The good times are almost over for Japan

japan nikkei
japan nikkei

The Japanese stock market is on a roll, hitting consecutive 34-year highs this week. The last time the Nikkei 225 index was at Wednesday’s closing level of 34,442 was in March 1990, a few weeks after the bursting of Japan’s property and stock market bubble on the final trading day of the 1980s.

Such was the scale of the spike at the end of 1989 that the market is still technically 13pc below its all-time high. But it was only above today’s level for a very short period. Essentially the Japanese stock market looks to have finally called time on three lost decades. It has been a long wait.

Human nature being what it is, investors are belatedly getting interested in the Tokyo market – far later than they ideally would have. The recent spate of “Japan is back” headlines may see this long-ignored market back on investors’ radars.

But after many years of banging the drum for the Nikkei, I am turning more cautious. Investors were wrong to dismiss the recovery in Japanese shares over the past 10 years or so, but they shouldn’t compound their error by jumping in feet first now.

2023 was a banner year for investors in Japan. Only the runaway Nasdaq did better than the Nikkei last year, at least in local currency terms. The weakness in the yen took the shine off performance for overseas investors but the 28pc return for the Nikkei and 25pc for its broader counterpart, the Topix index, were the best annual gains in a decade.

There are a number of reasons for last year’s rally. Japan was late to emerge from Covid, so it enjoyed many of the reopening benefits that we saw here in 2021, including a recovery of in-bound tourism and the release of pent-up demand from consumers freed from their long confinement.

warren buffet
Warren Buffett capitalised on currency movements that made the Japanese market look cheap to new foreign buyers - Paul Morigi/Getty Images

Their spending has helped Japan put an end to the energy-sapping deflation that has dogged the country for decades but it has done so without triggering the post-pandemic inflation that has been such a challenge in the rest of the developed world. Moderate inflation has settled in a 2-3pc sweet spot that has allowed the Bank of Japan to persist with the most supportive monetary policy of any developed economy in the world.
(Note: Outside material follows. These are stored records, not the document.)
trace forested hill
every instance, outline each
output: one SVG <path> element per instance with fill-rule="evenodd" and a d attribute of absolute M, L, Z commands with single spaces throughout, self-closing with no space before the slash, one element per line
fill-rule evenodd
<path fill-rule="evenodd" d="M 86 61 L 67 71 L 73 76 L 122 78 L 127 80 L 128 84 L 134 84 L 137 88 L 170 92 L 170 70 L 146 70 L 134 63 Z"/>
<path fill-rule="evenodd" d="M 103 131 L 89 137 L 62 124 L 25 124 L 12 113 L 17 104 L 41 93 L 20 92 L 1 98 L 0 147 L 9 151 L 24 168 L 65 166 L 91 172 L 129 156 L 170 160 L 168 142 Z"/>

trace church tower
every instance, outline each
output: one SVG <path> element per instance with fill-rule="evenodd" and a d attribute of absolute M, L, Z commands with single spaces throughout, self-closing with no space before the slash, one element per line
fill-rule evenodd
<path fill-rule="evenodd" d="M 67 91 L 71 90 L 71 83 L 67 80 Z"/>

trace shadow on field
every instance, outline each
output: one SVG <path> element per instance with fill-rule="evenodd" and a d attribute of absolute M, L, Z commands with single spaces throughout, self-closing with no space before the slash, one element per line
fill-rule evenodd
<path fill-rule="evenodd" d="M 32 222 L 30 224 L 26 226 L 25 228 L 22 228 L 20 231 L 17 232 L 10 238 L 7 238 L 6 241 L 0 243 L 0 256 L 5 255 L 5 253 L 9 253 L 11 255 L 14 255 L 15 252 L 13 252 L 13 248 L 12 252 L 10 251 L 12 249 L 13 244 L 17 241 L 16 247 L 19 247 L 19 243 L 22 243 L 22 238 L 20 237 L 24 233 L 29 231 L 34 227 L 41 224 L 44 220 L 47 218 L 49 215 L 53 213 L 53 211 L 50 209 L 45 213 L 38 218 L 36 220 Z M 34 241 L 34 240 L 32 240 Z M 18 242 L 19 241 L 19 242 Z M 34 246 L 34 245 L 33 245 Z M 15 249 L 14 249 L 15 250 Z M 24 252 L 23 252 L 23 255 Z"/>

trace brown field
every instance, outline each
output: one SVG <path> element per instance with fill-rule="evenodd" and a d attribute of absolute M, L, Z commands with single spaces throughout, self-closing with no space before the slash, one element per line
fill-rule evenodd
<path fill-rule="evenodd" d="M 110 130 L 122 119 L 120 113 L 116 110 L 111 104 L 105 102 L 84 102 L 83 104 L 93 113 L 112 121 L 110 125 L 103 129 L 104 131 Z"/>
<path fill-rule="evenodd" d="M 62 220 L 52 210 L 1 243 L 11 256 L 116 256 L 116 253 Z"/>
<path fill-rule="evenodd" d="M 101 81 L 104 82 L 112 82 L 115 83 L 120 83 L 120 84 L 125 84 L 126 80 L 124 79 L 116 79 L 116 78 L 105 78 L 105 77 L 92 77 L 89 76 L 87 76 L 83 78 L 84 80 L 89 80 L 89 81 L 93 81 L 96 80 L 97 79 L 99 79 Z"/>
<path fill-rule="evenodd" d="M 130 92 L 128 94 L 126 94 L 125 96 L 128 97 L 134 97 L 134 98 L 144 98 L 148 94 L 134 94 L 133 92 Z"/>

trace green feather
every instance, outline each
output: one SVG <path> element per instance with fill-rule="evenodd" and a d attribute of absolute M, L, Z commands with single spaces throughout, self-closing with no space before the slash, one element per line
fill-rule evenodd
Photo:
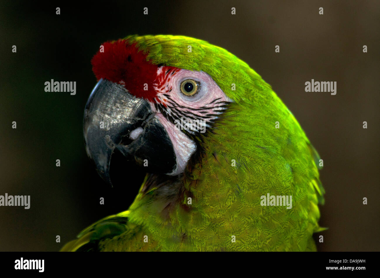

As a consequence, the yen is weaker today than at any point since the 1980s, a boost for a country that relies on exports and overseas earnings. While currency movements reduced returns for overseas investors, they also made the Japanese market look cheap to new foreign buyers. After years of neglect, there was no shortage of investors looking to remedy a significant underweight to Japan, most notably Warren Buffett.

One of the biggest drivers of investors’ renewed interest in Japan last year was a government-supported initiative to encourage companies to make themselves more attractive to investors both at home and abroad by prioritising the interests of shareholders.

Investors have tended to be something of an after-thought for Japanese companies. This is evidenced by the fact that around a third of companies listed on the Topix index have a market value that’s less than the book value of their assets. Just 7pc of comparable businesses in the US are this cheap.

There has long been a lack of urgency about working a company’s assets for the benefit of its owners. Half of Topix companies have spare cash on their balance sheets compared with less than a fifth in the US and Europe.

One of the ways in which companies can persuade shareholders that they are worth investing in is by increasing dividends and buying back shares. Both measures are running at historically high levels. But there is still a long way to go. The majority of shares listed on Topix are yet to disclose how they intend to boost shareholder value.

The trouble is that many of last year’s tailwinds look unlikely to persist very far into 2024. The Bank of Japan is showing a desire to normalise monetary policy now that inflation is becoming more entrenched. That should give the yen a lift, making Japanese exports less attractive even as demand slows on the back of rising interest rates in the rest of the world.

The growth advantage Japan enjoyed last year will also narrow as it gets back to a new post-Covid normality. And while the corporate governance reforms are welcome, the story is by now well understood. Japanese shares are no longer obviously cheap, on a higher multiple of earnings than their equivalents in Europe and the UK.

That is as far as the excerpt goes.